Are you ready for The Scottish Invasion? Because it’s coming.

2018 is a tough year to be in a four-piece rock band. The days of humongous label advances, instant chart success and a spread of magazine front covers have been replaced with a seemingly endless cycle of toilet touring, dismal streaming numbers, and widespread indifference from the wider music community. Add a degree of regional snobbery amongst the industry into the mix and the likelihood of breaking a Scottish act seems increasingly unattainable. But yet, under what appears to be a seemingly endless black cloud of despair, an exciting scene bubbles quietly away beyond the wall.

Rascalton, A 4-piece indie rock outfit from Glasgow, are part of a new wave of Scottish acts who are reclaiming the word “band”, bringing it back to its roots of self-expression within a community, of like-minded individuals sharing art as not only a means of enjoyment but of survival.

Joined by fore-runners Declan Welsh, Pleasure Heads, The Ninth Wave, and Lucia, Rascalton spurred on by boredom and limited employment opportunities are carving out a new state of youth culture centred around local haunts like Stereo Cafe and The Priory. It seems where there is little distraction beautiful things are able to grow and blooming they are in Glasgow

Jack, Steve, Mark and Greig make up Rascalton and like most bands of note, the project was spawned from the tinkerings in a garage which somehow became succinct and digestible. Those same nascent noises are now the fully formed, somewhat brutal ruminations on life and love in the city that have come to define the band, with tracks like “Lust” and “Alone” bringing them acclaim from London Town to East Kilbride.

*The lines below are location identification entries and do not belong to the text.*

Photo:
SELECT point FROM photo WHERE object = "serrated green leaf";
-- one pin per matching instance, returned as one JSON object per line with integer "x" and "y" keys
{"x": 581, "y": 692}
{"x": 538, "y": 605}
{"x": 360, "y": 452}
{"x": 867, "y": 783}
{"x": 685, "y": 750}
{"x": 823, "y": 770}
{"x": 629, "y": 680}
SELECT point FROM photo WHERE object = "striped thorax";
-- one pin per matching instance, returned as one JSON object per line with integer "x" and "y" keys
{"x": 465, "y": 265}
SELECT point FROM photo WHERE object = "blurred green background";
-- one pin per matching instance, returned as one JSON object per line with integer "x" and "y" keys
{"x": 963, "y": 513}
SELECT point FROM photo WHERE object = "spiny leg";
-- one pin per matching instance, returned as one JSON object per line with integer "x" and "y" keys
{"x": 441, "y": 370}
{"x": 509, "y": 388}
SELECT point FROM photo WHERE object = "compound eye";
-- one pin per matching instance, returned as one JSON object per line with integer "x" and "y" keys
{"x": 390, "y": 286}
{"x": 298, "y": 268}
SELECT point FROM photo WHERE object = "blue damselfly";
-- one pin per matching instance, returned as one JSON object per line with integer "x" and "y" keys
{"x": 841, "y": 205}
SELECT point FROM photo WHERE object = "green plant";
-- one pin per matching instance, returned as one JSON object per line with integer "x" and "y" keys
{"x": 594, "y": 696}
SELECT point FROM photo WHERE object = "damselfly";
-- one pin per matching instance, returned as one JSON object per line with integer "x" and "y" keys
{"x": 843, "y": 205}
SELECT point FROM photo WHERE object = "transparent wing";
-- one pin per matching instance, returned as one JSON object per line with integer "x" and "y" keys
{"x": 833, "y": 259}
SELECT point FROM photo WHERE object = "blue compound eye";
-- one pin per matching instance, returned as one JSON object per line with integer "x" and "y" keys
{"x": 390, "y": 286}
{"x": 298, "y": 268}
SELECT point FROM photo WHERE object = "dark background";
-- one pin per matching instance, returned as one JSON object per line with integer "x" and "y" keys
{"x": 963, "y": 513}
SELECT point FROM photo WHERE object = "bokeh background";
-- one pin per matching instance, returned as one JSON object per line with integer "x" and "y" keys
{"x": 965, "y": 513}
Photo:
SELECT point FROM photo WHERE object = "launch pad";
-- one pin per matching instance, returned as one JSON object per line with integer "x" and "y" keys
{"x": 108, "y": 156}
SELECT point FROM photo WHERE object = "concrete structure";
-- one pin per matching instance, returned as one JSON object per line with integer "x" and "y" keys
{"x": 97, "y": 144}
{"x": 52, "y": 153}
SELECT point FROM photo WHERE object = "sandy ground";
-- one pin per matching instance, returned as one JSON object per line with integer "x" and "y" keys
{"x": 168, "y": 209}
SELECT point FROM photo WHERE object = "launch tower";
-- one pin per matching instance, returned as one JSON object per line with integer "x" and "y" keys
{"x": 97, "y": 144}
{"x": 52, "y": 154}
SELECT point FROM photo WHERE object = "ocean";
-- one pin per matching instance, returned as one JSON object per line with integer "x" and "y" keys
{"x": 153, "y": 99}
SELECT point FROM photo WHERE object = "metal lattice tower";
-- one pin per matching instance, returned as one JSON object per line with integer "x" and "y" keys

One of the many qualities of Rascalton is their disinterest in what other people think about their music. So many acts are trapped in this idea that a band has to look a certain way or make a certain song to get to a certain point so they can actually start making the music they really wanted to make in the first place. This new Glasgow set seem to have rejected that idea, rather embracing the age-old philosophy of “If you like it cool if not also cool (but go fuck yourself)”. Whilst most other bands and remnants of scenes are drowning in inadequacy Rascalton and co have their feet firmly on dry land.